Und nun Äthiopien und Kenia innerhalb von 48 Stunden. Demnächst G-7 in Japan, außerdem Südkorea. Dazwischen noch ein paar europäische Trips. Plus ein Besuch von Wolodymyr Selenskyj wohl bald in Berlin. Längst ist Scholz der Außen-Kanzler.

Scholz spricht aus, was Biden längst forderte

Wladimir Putin hat kräftigen Anteil daran. Scholz’ Zeitenwende-Rede vom 27. Februar 2022 dürfte eingehen als ein maßgeblicher außenpolitischer Kurswechsel der jüngsten deutschen Geschichte.

Ukraine, Russlands Aggression, Chinas Machtanspruch, Klima-Krise, nun der Bürgerkrieg im Sudan – es gibt wohl keinen Tag, an dem der Kanzler keine Außenpolitik macht. Er tut das überlegt, vorsichtig. Seine „Respekt“-Vokabel hat er längst in die Außenpolitik übertragen, verlangt in Addis Abeba mehr „Respekt“ vor Afrika. Der „Respekt“, für Scholz eine innenpolitische Lehre aus Hillary Clintons respektlosem Blick auf Menschen jenseits der Oberschicht, ist für ihn eine Art Geländer. Darin hält er sich fest, ob in Aachen oder Addis Abeba.

Und die Vorsicht? Im Hauptquartiert der Afrikanischen Union (AU) spricht sich Scholz am Donnerstag für einen Sitz der AU im Kreis der G20 aus. Eine unverfängliche Forderung, zumal hier, wobei Scholz fast so tut, als handele es sich um seine Idee.

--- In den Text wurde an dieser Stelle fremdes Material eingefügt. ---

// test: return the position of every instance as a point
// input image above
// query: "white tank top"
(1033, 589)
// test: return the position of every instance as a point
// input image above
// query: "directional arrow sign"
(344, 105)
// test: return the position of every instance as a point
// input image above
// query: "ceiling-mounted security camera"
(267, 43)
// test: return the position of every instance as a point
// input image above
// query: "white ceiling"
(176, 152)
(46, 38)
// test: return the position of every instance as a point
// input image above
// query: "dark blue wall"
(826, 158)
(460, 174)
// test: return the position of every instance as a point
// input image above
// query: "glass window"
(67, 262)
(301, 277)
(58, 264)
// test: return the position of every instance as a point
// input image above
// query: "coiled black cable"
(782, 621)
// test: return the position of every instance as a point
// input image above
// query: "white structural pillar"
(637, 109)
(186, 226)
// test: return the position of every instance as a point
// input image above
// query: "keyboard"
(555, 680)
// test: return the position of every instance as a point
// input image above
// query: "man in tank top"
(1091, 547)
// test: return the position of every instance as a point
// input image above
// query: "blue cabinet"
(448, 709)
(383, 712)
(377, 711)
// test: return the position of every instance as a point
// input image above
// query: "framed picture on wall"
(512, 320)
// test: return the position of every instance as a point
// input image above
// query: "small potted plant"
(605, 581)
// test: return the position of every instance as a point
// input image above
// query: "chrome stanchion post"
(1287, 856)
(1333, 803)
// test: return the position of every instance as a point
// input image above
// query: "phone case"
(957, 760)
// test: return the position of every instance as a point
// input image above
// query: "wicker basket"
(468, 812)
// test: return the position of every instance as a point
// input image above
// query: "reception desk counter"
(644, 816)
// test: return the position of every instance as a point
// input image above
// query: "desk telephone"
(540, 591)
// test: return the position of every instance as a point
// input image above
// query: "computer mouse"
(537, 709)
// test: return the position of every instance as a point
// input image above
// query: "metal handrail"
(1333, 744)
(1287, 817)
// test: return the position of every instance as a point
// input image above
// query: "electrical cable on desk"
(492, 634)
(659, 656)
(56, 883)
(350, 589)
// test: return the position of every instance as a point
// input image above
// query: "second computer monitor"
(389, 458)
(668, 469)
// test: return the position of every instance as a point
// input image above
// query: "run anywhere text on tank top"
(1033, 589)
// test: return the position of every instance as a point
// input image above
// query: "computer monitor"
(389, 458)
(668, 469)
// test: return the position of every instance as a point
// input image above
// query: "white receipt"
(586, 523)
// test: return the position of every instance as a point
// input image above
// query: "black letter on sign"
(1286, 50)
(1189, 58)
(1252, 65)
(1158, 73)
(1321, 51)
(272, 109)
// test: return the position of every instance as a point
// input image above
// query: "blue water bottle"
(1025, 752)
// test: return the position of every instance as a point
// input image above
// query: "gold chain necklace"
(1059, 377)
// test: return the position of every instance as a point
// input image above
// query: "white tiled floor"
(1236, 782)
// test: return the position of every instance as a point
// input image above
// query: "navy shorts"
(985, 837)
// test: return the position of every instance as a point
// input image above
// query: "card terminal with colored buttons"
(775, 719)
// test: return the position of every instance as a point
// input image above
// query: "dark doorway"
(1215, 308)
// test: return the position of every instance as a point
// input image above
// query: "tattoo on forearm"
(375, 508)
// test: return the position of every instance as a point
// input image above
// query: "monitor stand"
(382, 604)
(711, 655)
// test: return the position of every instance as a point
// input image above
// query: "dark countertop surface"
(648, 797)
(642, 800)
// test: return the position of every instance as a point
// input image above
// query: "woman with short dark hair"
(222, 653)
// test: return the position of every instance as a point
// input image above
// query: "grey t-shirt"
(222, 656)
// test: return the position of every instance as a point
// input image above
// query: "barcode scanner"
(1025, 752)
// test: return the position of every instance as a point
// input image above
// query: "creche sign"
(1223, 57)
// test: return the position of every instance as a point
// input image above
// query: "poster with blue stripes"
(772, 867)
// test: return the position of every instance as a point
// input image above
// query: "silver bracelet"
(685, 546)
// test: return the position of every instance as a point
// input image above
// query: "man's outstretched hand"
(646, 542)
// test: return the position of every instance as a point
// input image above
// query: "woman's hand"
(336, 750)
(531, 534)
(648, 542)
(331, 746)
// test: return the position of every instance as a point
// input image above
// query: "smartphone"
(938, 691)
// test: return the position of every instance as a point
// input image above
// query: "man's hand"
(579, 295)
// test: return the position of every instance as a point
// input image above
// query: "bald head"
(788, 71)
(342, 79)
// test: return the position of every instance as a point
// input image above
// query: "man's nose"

Dass ein gewisser Joe Biden schon 2022 genau das forderte, lässt er unerwähnt. Auf die Frage, welche Staaten er hier an seiner Seite habe, blieb er eine Antwort schuldig. Wolkige Formulierungen, darin war Scholz schon immer große Klasse.

Wenn es um Festlegungen, wichtige Entscheidungen geht, trifft Scholz sie erst, wenn es sich gar nicht anders vermeiden lässt. Die Karten immer eng an der Brust halten, statt sie offen zu legen. Schnellschüsse oder Dampfplauderei hat Scholz schon immer verachtet.

Gern naseweis und mit einer Prise Besserwisserei

Der Kanzler betreibt Politik im Stil der Antragskommission, die er bei SPD-Parteitagen gefühlt 120 Jahre lang geleitet hat: hinter verschlossenen Türen verhandeln, „Deals“ machen, Dinge zum Erfolg führen. Jeden Beschluss, gern naseweis und mit einer Prise Besserwisserei, als hervorragend loben. Seht her, wie brillant ich wieder war. „Es war richtig“, „es war gut“ sagt Scholz gern über das, was er so macht. Selbst in Kenia fallen diese Worte.

Ein Menschenfischer war der Hanseat Scholz nie. Sein Erfolg ruht auf Konstitution, Disziplin, Durchhaltevermögen und dem Scheitern anderer. Sein Parteifreund Frank-Walter Steinmeier saß plötzlich im Bellevue. Sigmar Gabriel, Martin Schulz, Peer Steinbrück und Andrea Nahles scheiterten an sich selbst. Übrig blieb „Olaf“, wie er in der SPD genannt wird.

Das Scheitern der anderen – das ist ein essenzieller Teil von Scholz‘ Aufstieg. Noch vor einem halben Jahr galt sein Vizekanzler als möglicher bis wahrscheinlicher Nachfolger. Als Habeck vor dem Präsidenten-Palast in Nairobi Thema wird, hat er längst das Image eines bedauernswerten Tropfes. Die grünen Umfragewerte purzeln, selbst in der Hochburg Bremen.

Galt nicht Habeck schon als Kanzler in spe? Formuliert er nicht stets viel klarer, prägnanter, witziger als Scholz? So wie schon Gabriel oder Steinbrück? Wurde er nicht in Teilen des Volkes verehrt, anders als Scholz?

Scholz betreibt eine fast altmodisch zurückhaltende Rhetorik. Er gibt zwar viele Interviews, sagt darin aber nicht viel. Seine Außenministerin bezichtigt China, aggressiver, repressiver zu sein als einst, zeigt sich „schockiert“ von Peking. Sein Verteidigungsminister sagt: Die Ukraine muss den Krieg gewinnen. Friedrich Merz spitzt zu. Scholz bleibt vorsichtiger als jeder von ihnen.

Olaf Scholz beobachtet, betreibt Fehlervermeidung. Disziplin wahren. Immer eine Hintertür offenhalten. Mal sehen, wer auf der Strecke, und wer übrig bleibt.